Hi, Thought I would show you one of my jigs. I use alot of short, narrow and thin pieces of stock. Since I don’t have a planer or jointer these types of jigs allow me to cut my stock to thickness. The sacrificial wooden wedges hold the stock in place and I lock the router in place on the slide board with quick close clamps.
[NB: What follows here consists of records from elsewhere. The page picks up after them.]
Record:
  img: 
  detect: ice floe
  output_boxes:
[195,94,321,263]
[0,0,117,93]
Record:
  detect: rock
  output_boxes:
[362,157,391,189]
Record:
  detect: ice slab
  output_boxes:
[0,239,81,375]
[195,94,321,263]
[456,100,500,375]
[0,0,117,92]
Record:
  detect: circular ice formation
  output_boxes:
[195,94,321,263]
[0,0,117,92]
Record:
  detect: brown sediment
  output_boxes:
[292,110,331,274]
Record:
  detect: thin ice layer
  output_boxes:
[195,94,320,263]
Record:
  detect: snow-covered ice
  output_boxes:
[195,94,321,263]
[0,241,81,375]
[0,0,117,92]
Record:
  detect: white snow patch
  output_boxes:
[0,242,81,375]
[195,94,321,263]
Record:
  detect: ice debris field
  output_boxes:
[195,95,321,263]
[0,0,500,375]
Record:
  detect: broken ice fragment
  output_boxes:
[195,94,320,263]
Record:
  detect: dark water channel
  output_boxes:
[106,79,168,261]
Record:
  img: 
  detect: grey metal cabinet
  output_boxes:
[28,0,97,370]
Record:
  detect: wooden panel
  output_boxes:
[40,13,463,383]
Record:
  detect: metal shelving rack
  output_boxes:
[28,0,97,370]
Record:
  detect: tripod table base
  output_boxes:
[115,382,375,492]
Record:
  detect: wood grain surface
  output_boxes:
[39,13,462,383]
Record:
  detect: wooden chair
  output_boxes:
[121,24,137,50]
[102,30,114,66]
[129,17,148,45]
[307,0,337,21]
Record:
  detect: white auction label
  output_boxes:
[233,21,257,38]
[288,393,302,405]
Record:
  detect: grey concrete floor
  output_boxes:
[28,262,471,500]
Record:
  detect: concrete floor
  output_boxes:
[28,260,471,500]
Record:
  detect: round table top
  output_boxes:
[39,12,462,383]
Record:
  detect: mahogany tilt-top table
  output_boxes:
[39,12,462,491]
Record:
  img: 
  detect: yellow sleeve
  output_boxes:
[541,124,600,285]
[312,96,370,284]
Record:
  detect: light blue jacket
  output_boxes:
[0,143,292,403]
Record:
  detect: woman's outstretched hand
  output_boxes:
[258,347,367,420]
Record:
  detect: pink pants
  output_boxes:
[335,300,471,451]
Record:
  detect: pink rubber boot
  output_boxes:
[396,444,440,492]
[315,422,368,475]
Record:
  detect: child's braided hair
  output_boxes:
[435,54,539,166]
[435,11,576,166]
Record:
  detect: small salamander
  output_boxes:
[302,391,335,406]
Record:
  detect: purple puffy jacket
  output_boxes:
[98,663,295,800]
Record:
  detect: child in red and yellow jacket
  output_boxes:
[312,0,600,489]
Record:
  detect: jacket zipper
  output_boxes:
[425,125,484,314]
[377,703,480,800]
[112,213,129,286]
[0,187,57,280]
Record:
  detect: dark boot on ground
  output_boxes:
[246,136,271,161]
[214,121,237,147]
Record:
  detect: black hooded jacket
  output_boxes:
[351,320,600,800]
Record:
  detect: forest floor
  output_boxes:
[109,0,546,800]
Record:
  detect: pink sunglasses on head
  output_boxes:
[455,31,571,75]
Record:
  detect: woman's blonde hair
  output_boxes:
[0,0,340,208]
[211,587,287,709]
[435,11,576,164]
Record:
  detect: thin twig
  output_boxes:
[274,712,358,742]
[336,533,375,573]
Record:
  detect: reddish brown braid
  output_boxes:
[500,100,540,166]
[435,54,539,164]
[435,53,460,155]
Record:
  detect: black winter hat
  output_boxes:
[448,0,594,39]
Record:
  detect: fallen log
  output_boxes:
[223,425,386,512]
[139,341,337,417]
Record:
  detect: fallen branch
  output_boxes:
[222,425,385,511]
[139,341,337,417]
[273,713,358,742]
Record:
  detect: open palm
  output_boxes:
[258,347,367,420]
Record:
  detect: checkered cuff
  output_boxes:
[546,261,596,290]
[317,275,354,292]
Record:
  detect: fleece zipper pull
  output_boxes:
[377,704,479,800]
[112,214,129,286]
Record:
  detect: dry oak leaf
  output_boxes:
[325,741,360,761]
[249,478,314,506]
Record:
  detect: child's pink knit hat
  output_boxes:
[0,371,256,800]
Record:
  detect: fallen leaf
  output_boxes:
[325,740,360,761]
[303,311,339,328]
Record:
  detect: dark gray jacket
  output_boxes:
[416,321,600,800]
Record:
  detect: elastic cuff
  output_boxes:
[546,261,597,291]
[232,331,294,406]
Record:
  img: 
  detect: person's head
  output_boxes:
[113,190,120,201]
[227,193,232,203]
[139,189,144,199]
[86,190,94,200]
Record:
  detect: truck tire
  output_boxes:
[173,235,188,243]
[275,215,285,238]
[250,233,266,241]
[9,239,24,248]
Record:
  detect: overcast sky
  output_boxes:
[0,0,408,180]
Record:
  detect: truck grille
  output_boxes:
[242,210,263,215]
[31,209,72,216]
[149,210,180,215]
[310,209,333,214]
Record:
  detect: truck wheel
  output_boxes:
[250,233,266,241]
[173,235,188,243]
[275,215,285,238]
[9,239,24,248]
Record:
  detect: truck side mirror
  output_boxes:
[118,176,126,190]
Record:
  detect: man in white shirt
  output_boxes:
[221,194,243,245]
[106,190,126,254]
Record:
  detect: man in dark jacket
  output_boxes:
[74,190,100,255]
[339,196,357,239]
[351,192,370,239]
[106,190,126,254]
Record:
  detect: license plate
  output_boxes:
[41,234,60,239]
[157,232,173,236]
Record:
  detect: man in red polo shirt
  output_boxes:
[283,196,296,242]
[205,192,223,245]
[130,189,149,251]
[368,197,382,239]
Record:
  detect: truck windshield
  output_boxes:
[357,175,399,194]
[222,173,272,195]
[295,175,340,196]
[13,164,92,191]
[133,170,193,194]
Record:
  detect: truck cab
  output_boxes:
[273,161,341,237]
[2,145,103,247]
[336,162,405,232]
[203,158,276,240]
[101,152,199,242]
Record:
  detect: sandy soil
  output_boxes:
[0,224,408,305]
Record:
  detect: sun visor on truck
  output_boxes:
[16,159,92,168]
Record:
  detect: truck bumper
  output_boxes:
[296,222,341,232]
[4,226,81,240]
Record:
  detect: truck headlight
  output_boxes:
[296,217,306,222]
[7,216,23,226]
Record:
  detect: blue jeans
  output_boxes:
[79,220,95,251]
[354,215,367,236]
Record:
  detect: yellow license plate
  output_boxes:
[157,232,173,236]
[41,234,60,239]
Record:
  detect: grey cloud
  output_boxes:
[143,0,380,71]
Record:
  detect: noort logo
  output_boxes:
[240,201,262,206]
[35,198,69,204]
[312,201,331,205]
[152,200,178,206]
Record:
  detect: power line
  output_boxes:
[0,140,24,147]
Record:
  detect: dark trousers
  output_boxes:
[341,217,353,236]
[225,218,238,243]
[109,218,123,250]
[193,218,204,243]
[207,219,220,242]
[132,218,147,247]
I then set the depth and cut to size. Have longer ones for longer stock. Don’t grumble about what you don’t have, make do with what you do have. Thanks for looking.


-- Donnie-- listen to the wood.

13 comments so far

View Jim Crockett (USN Retired)'s profile

Jim Crockett (USN Retired)

852 posts in 5185 days

#1 posted 03-11-2010 05:13 AM

I have been wanting to build one of these jigs, for I’m in the same position as you – use a lot of other than 4/4 or larger stock, no jointer, no planer, and no room for them even if I could afford them. Do you find that the two clamps sufficiently hold the router down to the slider? Also, do you have any problems with reach of the router bit to the board you are working on? Your side walls look fairly tall and I’d be somewhat concerned that if I wanted to finish with 1/4” stock, the bit might not reach.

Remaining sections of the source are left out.